On March 12, the FTC released updated guidelines for making effective disclosures in digital advertising. Beauty & Fashion Tech posted a great article about why this is relevant to bloggers who receive free products for review and how to comply. You should go read the full post, as it goes into much more detail than I will here. My aim in this post is just to address how I have made disclosures in the past, and how I will make them in the future to comply with the new guidelines.
Essentially, receiving free products for review and then writing about them is considered advertising. All advertising online must be disclosed in a clear, conspicuous manner. This is relevant to me, as a book blogger, because I sometimes receive free copies of books from publishers and authors in order to review them for my blog. Since I am writing about books that were provided for review, I need to disclose my relationship with the publisher/author who provided the book.
In the past, when I have reviewed a review copy, I have included the disclosure, “I received a complimentary copy of this book from the publisher/author in exchange for my honest review” at the bottom of the post. After reading the updated guidelines, I have decided to take a few measures to increase transparency.
The FTC guidelines require ads to be designed so that scrolling is not necessary in order to find the disclosure. Additionally, disclosures should be placed as close to the endorsement as possible and should be located before any links to buy the product. The guidelines also note that Websites and mobile apps that display information on multiple pages (such as posts that include the body of the article “after the jump”) may affect proximity.
To address issues of proximity, I will add a “source” line to the book info I provide at the beginning of my posts. My book reviews will now look like this:
Publisher, release date
Format (paperback, hardcover, etc), number of pages
Source (publisher, author, book tour group)
This will let readers know right away if I received a book from a publisher, bought it myself, got it from the library, etc. I will still include the full disclosure at the end of my posts, but this way readers will know before reading the full post — or before even clicking through from my blog’s homepage — whether I received the book for free.

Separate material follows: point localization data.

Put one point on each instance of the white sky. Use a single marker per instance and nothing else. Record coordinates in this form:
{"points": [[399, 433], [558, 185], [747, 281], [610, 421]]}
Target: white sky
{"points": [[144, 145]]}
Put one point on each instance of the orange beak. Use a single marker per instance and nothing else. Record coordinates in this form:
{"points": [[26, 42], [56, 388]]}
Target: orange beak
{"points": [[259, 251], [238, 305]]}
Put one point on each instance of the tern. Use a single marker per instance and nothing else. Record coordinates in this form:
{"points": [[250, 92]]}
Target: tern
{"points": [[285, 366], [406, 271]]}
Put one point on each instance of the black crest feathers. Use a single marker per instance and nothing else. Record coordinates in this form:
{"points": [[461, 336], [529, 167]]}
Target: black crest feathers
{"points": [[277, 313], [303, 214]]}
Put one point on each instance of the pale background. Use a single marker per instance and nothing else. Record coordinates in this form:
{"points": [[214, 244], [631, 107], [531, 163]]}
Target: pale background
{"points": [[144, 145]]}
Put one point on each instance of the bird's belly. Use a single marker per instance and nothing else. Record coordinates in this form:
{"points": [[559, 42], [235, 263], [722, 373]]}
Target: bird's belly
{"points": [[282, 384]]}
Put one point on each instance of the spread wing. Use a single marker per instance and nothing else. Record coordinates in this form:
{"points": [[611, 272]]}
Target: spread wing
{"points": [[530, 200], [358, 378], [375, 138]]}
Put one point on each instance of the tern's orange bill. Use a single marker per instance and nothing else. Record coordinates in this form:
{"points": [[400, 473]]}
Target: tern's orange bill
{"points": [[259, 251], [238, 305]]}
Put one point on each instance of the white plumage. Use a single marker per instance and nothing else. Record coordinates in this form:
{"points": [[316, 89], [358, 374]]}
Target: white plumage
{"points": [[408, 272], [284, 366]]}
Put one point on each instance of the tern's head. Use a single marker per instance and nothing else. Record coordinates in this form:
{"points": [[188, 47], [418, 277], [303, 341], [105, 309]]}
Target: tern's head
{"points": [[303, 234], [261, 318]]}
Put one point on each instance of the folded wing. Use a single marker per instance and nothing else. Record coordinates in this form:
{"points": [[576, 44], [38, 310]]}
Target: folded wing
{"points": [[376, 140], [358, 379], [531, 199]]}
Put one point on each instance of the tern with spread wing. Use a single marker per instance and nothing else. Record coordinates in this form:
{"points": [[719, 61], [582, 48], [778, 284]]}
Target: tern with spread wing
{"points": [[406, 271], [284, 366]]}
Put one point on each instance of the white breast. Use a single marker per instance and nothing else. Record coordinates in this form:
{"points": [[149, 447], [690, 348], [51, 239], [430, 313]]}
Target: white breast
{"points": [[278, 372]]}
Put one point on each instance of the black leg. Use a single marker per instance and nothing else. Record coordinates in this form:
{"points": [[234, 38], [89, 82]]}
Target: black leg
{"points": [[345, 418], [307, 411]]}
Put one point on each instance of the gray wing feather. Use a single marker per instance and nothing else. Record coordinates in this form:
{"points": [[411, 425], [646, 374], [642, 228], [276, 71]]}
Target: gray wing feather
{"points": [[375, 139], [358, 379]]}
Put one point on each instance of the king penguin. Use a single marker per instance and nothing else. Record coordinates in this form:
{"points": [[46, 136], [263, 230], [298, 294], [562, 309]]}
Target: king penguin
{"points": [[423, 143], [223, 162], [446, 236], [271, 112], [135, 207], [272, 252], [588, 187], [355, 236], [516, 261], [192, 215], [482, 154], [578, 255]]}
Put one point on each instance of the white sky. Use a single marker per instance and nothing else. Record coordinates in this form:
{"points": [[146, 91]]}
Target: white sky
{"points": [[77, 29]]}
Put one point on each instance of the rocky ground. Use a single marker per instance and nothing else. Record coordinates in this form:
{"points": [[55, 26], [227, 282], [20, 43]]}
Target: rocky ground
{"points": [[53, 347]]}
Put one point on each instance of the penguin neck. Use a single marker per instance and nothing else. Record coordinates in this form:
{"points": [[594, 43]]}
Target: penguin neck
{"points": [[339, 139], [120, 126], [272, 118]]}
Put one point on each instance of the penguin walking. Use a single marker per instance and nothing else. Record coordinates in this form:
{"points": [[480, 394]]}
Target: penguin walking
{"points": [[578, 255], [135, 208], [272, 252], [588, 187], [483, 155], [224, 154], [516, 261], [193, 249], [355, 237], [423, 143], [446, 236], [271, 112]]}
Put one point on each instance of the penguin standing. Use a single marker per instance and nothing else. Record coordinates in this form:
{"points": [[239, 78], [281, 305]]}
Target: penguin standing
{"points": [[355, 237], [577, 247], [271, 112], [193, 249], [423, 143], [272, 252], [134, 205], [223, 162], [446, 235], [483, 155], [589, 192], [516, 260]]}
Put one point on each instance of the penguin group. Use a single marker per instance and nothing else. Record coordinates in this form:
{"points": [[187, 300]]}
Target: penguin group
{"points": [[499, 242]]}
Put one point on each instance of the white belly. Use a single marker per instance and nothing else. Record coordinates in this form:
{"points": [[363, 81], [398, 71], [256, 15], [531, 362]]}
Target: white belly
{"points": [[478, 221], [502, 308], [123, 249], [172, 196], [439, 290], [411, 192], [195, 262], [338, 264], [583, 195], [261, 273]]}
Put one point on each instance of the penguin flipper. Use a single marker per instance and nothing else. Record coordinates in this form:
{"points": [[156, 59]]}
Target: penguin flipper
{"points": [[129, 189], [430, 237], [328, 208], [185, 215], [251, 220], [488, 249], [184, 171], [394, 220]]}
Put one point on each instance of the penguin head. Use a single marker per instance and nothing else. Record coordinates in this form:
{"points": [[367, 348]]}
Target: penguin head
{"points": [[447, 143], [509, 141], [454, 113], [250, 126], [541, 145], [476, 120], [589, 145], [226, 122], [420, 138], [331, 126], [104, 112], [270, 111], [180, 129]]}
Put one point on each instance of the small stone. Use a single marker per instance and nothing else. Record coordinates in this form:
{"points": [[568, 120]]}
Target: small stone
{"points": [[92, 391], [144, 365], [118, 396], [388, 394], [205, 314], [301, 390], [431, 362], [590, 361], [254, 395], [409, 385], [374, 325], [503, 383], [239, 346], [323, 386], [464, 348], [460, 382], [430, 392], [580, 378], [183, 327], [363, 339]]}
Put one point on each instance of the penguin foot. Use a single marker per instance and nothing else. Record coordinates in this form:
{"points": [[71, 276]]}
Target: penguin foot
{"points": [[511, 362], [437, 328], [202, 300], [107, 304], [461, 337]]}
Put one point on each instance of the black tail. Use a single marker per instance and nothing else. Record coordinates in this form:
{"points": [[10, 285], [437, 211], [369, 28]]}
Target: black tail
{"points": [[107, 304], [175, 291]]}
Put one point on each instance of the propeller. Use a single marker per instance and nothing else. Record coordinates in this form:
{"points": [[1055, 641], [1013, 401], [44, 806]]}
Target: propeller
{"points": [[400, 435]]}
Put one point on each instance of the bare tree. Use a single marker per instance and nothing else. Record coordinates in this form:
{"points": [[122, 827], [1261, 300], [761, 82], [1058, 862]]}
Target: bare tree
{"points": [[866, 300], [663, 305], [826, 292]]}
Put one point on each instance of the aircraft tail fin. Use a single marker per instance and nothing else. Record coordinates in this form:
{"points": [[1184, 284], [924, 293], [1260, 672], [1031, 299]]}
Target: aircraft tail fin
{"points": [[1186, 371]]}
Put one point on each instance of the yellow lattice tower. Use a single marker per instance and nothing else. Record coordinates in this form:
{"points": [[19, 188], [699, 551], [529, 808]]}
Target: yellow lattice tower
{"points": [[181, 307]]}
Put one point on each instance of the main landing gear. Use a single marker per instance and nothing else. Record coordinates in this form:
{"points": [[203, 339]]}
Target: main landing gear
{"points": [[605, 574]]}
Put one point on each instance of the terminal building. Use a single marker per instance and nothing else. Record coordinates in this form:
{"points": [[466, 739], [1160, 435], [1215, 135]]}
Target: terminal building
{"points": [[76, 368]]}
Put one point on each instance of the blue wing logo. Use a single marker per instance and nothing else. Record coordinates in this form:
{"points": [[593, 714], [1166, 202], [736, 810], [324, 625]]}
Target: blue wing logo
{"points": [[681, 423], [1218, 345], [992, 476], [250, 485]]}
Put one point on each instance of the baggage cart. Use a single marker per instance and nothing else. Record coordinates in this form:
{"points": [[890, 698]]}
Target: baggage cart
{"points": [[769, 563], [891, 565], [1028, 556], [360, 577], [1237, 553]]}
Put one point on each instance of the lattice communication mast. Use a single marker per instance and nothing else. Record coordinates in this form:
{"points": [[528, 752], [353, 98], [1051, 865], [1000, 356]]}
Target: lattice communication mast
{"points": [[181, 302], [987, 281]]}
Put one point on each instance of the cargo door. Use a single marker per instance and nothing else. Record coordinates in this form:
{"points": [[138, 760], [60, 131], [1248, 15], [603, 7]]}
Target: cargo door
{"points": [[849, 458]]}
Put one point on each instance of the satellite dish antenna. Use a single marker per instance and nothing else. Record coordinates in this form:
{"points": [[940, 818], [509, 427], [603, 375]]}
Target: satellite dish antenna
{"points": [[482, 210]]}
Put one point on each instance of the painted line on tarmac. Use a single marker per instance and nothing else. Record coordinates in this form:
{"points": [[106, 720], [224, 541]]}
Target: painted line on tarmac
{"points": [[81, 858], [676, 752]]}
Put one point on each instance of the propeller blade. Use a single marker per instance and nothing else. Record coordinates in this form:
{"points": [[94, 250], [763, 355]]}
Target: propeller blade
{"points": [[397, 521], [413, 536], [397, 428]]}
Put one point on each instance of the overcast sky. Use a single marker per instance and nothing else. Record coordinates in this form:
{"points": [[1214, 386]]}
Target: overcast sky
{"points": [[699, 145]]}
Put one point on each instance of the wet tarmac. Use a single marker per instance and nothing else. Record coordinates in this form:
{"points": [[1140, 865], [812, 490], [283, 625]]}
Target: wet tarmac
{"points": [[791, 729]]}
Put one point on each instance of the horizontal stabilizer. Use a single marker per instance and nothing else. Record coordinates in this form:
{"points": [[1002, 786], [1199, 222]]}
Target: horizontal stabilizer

The guidelines also give requirements for disclosure in “space-constrained” messages, such as social media. If you endorse the product in your tweet, you must disclose that you received the product for free; however, tweeting something like, “Review of Book Title by Author,” followed by a link to your post does not explicitly endorse the book and is acceptable. I usually tweet links to my reviews with neutral language as in the previous example, but in the future I will make sure to include a disclosure along the lines of, “ARC courtesy of @Publisher,” if I directly recommend the book in my tweet.
If you receive books to review, what changes are you making to increase transparency? How will the updated guidelines affect the way you blog?